Are any of those areas capable of dealing with an ebola outbreak?

Cheers.
 
It's no problem. When someone gets sick they go to a clinic or hospital, get diagnosed and if it appears to be Ebola they get taken care of in proper isolation.

It's almost like we foresaw this when we as a country chose to implement universal health care. Just imagine how scary it would be right now if we hadn't.
 
I had a conversation with a couple of coworkers today. The main points were:
(1) What happens if ebola hits New Orleans or Detroit? (a couple of many American cities with large ghettos)
(2) What happens if ebola hits some of the poorer cities/towns in the south, particularly Mississippi and Alabama?
(3) What happens if ebola crosses the Mexican border?
(4) None of us were sure that American hospitals in those areas were capable of controlling and ending an ebola outbreak.
(5) None of us were sure that VA hospitals were capable of dealing with an ebola outbreak.

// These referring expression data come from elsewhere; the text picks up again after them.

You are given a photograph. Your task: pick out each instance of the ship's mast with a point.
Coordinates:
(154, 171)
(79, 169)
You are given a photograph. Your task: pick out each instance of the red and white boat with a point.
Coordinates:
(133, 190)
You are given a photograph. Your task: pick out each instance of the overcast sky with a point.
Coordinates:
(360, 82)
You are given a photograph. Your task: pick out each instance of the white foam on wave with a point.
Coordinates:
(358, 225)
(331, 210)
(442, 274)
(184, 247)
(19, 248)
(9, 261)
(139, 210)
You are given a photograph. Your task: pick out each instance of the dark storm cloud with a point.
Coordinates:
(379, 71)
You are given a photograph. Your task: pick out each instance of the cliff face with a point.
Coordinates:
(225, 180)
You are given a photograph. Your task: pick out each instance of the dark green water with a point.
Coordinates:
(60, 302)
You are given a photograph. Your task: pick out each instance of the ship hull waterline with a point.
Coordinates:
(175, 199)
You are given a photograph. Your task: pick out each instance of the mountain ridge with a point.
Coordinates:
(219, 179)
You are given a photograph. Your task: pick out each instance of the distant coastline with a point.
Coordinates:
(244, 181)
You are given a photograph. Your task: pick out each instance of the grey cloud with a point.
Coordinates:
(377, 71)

Are any of those areas capable of dealing with an ebola outbreak?

Cheers.
^My humble opinion is that if any of these areas have an ebola outbreak - especially one of the poor, highly populated, underprepared countries, it will be out of control there as well. How we would stop that is not clear. I'm still waiting for all the talking heads who keep reassuring me that they "know how to control this, we can stop this" to put their money where their mouth is.
 
Funny how the annual outbreaks in Africa haven't ruined that slice of the world.